3 min

Private bis

Men who have sex with men - and who aren't gay - are the new sexual outlaws

Every once in a while – usually after a Penelope Cruz or Uma Thurman movie or in the middle of lunch with a sexy university pal – I get the hankering for some heterosexual contact.

But it’s been more than 10 years since my last intimate encounter with a woman. Why the drought? Why have my attempts to achieve “fluid” and “label-free” sexuality fallen so flat?

Part of it is my own fault. My cravings for male-to-female action are far outweighed by the disadvantages of bedding a babe. I find it so much work, producing a comparably small reward. My attempts are rare, with predictable endings. There’s the eye contact, the flirting, the kissing, the petting. If we’ve made it that far, my victims bail out at the last minute, sometimes shyly, more often swatting me away with a, “For God’s sake, Paul, you’re gay. That’s so gross.”

It could be just that I’m an obnoxious dog, but I think it’s more than that.
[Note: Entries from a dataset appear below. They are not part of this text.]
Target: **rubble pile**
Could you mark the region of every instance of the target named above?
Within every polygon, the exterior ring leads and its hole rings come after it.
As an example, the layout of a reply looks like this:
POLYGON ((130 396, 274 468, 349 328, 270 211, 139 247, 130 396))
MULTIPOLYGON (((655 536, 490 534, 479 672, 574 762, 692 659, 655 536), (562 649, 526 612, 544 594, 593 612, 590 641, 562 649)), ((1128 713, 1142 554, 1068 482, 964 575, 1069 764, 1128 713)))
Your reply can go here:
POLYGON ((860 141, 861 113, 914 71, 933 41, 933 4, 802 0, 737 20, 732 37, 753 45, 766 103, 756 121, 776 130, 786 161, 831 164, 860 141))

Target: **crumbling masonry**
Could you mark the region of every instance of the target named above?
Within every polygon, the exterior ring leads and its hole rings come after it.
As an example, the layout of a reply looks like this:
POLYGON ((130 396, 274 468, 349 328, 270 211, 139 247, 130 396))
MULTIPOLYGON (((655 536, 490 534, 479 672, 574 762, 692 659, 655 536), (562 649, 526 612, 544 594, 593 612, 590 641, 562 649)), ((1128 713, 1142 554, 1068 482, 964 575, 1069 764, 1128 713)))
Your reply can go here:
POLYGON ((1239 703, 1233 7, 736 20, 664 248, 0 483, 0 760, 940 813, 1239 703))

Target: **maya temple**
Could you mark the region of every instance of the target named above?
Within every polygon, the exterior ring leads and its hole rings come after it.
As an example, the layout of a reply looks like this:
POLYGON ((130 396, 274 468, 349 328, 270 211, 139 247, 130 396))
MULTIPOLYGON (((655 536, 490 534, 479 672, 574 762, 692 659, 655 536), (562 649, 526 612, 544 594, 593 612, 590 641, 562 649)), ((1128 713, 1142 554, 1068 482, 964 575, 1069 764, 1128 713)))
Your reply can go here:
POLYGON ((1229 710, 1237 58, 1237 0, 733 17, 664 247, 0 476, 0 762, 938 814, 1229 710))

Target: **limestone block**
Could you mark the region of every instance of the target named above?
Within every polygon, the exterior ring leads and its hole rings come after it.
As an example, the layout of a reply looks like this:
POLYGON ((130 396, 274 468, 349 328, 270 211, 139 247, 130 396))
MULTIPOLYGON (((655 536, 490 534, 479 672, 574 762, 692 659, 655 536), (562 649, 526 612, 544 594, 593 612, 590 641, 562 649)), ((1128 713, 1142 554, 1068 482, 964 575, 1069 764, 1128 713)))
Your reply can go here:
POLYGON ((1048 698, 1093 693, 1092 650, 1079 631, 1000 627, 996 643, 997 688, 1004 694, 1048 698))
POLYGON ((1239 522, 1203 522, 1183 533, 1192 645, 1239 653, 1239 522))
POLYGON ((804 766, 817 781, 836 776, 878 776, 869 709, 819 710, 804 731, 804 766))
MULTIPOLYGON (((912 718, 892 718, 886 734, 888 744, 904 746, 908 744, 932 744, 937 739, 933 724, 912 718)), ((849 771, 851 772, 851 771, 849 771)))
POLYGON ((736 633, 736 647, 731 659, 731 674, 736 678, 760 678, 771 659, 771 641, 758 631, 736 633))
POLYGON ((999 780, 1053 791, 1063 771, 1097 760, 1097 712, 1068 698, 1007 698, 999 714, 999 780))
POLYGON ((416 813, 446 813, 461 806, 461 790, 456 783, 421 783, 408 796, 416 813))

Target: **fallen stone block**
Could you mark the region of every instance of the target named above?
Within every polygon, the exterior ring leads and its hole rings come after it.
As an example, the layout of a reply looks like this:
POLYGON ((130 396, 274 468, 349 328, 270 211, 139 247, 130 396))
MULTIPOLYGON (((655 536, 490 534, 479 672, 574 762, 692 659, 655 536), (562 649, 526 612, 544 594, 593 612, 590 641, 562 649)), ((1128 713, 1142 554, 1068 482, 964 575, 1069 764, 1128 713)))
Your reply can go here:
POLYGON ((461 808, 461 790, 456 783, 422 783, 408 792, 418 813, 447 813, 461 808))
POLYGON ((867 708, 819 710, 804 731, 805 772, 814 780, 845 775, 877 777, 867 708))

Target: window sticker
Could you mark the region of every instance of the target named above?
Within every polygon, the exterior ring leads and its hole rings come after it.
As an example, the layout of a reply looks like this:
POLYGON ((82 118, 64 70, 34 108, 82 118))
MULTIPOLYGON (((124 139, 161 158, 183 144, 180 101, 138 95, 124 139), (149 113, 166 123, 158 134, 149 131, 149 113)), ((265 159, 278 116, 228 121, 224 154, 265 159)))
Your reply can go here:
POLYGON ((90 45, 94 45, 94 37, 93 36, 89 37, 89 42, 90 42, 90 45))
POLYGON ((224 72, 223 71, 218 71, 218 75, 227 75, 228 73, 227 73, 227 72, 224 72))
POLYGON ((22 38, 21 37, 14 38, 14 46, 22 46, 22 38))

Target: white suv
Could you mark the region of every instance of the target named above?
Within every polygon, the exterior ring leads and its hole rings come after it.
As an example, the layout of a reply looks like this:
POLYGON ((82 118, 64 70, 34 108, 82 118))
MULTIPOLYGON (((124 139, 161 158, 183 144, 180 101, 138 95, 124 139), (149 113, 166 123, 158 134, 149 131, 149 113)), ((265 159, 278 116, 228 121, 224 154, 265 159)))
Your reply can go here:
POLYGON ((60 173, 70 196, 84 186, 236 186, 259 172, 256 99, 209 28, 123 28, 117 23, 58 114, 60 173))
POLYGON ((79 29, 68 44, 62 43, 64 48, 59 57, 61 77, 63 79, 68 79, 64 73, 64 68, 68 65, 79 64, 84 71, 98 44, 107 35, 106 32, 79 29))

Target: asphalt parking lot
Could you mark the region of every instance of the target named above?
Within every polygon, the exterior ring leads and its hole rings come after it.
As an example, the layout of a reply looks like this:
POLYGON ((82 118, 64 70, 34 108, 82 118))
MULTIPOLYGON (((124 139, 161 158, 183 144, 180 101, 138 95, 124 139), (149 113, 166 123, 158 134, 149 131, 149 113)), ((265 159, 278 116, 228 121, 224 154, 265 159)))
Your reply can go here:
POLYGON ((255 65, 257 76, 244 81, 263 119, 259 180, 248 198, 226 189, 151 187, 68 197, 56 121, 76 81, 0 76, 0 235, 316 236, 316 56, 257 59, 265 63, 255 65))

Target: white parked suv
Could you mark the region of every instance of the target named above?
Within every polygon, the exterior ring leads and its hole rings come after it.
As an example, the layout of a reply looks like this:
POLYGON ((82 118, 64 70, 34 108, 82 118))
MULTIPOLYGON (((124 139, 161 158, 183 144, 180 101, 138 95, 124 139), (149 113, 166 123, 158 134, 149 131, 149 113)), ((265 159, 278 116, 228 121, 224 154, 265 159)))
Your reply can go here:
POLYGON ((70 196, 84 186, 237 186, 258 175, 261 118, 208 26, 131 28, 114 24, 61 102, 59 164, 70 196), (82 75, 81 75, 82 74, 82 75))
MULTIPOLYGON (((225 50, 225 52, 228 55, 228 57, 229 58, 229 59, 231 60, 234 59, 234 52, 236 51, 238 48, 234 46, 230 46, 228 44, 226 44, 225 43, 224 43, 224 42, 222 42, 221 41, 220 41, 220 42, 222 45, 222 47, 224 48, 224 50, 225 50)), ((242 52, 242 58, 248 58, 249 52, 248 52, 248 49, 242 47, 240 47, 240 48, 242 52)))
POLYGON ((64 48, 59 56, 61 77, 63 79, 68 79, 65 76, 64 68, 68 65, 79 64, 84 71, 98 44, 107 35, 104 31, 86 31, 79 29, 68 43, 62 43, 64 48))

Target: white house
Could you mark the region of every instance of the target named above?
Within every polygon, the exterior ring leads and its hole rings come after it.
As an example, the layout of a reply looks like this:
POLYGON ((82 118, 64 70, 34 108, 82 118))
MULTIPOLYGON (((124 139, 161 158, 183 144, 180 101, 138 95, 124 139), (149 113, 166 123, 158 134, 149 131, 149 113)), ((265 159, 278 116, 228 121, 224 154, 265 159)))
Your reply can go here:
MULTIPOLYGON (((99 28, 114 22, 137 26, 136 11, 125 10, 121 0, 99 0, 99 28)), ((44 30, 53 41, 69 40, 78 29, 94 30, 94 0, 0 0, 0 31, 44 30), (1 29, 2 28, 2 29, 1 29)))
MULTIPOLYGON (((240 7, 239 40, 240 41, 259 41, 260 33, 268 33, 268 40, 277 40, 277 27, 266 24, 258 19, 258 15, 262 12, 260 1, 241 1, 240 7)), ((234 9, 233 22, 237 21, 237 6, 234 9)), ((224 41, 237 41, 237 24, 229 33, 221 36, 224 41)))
There’s a double standard when it comes to men who swing both ways.

Now, I realize in the scramble to determine who are the most oppressed members of the queer community, bi men don’t even qualify – they’re often “privileged” with marriage and able to negotiate around discrimination. But survey the evidence and you’ll see that bi men – they’re increasingly referred to as men who have sex with men (MSM) – get a rough ride.

Straight men’s interest in female bisexuality is famous and sustains a forgiving attitude towards lesbian flings. Women are often able to sleep with other women without it becoming an obstacle to bedding men.

In progressive circles, a woman presenting herself as bi is often accepted as such. Though she might cause suspicion among interested lesbians who worry she might be unable to commit, her love-everyone attitude is seen as an admirable quality.

A man presenting himself as bi gets quite a different reaction from people, gay and straight. “What a crock of shit!” is typical. It’s assumed he’s a gay man, lying to maintain his heterosexual privilege, that he’s confused, that he’ll end up gay sooner or later. Fluid sexuality is a two-way street for women, but a dead-end for men.

Most straight women are repelled by the idea that the man they’re snogging might have been, or will be, willingly sodomized. The resources available for women who have learned their spouse or boyfriend is bi are riddled with the language of hurt. As the on-line support group, Wives Of Bi Gay Husbands states, it’s a “highly emotional experience dealing with pain, anger, confusion and a loss of self-esteem.” Bi men are given the role of selfish traitors.

The result is that for bi men to survive socially, they need to lie. We can call them treacherous skunks because they want the best of both worlds, but the truth is that we don’t want them to be honest. Straight women don’t want to know. Straight men don’t want to know, either – their buddy’s freewheeling desire could end up aimed right back at them.

And gay men are willing to be misled, titillated by the notion they’ve fucked a straight guy.

The necessity of this double life creates additional hostility toward bi men. During the peak of the AIDS crisis – when blaming gay men became faux pas – bi men were blamed with picking up the virus and bringing it home to their innocent wives and girlfriends. (Unlike the gay men who brought it home to their supposedly not-so-innocent partners.)

In AIDS education campaigns, MSM are still considered dangerous. It’s as if they’re being willfully uncooperative in having failed to choose a sexual identity that allows them to be easily reached by marketers and public health programs. “How do we reach MSM? They don’t respond to those bright Keith Haring colours gay men like so much!”

So MSM have become the sexual outlaws gay men once were. Hard to reach and maybe they don’t deserve to be reached, anyway, sneaky guys they are.

Things aren’t likely to change until we accept that a man should be able to get it on with men – and go back to women again, if he chooses.

Paul Gallant is Features Editor for Xtra.